I bet everyone reading this could write her or his own edition of ONE FOR THE BOOKS, Joe Queenan's memoir of the reading life. With all the idiosyncrasies and curmudgeonry included, this book spoke to me as a reader even when I violently disagreed with him (which was often). It's great fun to accept or dispute any kind of book-related judgment; why else am I hear?
As I learned from Queenan's memoir CLOSING TIME, he grew up in working-class Philadelphia toting his paperbacks on the bus to and from horrible factory jobs and dreaming of a way out. That doesn't give him any sympathy for people who never read, but sometimes I got the sense of him reading and acquiring books as the creation of a wall between that old time and the present -- a bulwark of knowledge no one can take away from him.

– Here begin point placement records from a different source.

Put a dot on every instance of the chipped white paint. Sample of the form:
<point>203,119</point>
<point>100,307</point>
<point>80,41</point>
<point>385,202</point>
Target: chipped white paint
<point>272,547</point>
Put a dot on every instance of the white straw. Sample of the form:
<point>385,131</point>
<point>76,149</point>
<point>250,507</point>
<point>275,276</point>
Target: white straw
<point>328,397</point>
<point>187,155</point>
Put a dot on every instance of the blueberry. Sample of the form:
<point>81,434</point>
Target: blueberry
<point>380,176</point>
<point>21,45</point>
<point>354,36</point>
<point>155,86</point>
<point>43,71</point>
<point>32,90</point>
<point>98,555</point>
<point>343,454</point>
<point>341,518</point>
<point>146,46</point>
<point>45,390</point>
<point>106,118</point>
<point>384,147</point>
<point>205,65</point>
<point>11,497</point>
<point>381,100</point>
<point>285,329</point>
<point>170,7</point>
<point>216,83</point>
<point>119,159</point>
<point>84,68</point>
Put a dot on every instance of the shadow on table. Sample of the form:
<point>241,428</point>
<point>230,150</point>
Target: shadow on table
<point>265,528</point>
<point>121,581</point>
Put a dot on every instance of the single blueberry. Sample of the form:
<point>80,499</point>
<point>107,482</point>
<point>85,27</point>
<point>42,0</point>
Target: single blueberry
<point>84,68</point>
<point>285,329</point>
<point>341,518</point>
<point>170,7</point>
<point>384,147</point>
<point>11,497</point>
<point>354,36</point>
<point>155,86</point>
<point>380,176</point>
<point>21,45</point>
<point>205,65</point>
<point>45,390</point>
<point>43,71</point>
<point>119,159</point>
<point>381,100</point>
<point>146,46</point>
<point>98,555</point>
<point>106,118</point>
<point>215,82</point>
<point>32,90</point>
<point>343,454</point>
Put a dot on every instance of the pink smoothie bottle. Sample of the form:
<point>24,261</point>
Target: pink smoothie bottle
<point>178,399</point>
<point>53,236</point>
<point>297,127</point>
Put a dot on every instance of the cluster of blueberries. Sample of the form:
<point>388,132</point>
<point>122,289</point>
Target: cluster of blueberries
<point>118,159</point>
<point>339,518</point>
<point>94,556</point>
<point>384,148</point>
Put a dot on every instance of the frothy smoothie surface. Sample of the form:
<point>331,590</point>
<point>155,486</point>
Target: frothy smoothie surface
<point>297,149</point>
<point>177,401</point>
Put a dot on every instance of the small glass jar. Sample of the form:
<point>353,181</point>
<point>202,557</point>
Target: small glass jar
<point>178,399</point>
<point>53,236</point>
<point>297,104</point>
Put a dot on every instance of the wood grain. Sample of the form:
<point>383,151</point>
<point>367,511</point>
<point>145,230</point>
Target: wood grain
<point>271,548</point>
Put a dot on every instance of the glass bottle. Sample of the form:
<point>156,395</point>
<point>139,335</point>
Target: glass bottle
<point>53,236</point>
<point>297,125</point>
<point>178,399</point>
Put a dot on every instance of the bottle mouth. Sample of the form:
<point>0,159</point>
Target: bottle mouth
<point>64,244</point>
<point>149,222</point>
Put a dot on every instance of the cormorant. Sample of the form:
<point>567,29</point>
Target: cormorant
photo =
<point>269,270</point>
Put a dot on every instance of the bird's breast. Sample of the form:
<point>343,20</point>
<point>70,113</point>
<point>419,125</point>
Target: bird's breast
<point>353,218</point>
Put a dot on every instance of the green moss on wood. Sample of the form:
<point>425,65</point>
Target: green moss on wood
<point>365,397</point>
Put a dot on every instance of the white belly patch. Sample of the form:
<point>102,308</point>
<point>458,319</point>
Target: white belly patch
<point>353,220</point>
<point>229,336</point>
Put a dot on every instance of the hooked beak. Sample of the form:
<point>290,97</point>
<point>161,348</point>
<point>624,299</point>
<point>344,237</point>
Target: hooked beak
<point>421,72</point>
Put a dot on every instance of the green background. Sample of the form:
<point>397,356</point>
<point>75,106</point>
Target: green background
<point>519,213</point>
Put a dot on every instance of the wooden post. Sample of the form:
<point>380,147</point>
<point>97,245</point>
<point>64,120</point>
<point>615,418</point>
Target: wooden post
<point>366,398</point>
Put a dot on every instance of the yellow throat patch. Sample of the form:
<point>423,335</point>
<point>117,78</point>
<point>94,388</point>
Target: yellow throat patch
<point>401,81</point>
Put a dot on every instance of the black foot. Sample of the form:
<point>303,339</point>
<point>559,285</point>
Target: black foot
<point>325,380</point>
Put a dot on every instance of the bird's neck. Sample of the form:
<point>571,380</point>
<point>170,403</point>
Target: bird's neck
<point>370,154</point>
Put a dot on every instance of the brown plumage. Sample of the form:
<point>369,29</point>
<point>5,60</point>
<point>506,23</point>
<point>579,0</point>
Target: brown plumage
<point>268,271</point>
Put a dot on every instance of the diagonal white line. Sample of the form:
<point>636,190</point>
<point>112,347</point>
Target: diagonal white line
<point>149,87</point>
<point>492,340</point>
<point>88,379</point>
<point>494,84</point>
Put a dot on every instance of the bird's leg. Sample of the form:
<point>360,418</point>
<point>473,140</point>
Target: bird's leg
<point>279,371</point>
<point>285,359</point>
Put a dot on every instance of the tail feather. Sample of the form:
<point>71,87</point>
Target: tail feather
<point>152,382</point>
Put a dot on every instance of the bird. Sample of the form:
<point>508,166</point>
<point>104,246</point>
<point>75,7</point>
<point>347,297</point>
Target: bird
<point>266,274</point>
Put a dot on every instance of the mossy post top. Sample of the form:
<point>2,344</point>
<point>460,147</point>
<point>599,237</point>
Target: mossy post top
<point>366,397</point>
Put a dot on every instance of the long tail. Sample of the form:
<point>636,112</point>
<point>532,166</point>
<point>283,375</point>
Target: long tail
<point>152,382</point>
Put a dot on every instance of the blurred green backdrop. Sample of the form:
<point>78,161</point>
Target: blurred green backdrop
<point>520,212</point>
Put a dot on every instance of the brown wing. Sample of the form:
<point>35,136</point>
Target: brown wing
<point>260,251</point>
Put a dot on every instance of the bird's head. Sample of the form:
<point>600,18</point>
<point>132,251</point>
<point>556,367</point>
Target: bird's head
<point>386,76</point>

Queenan has primarily worked as an essayist (in sort of a pop culture-y P. J. O'Rourke vein), even producing several books of his own, but ONE FOR THE BOOKS doesn't cover that ground, instead beginning from the realization that all of us must have one day, that we won't have time to read all the books we want. Not even close, not even a little bit.
Among Queenan's pronouncements covered in this book: He hates e-books and all things digital. He will gladly fling aside any book that doesn't please him, except when he stubbornly decides to commit to the end (well, that one sounds familiar at least). He's ruthless about giving books away, except for the ones he compulsively re-reads every year. In that vein, he's definitely a re-reader, and a man who clings to books he may never actually get around to reading -- but only certain books. He hates most books given to him as gifts, especially the well-meaning ones. Heaven forbid you try to relieve him of the tomes he associates with the years he lived in Paris as a young man, even the ones he can no longer read in French (or the ones he never got around to, then or now). And while he mildly despairs of his son's taste in reading material, he's still pretty pleased the kid takes after his old man.
I'd put ONE FOR THE BOOKS right up there with Anne Fadiman's books on reading, Stephen King's ON WRITING or the Nick Hornby Believer essay collections. I have more in common with this 62-year-old man than most people I know. Queenan may hate the above company, but he'd get used to it.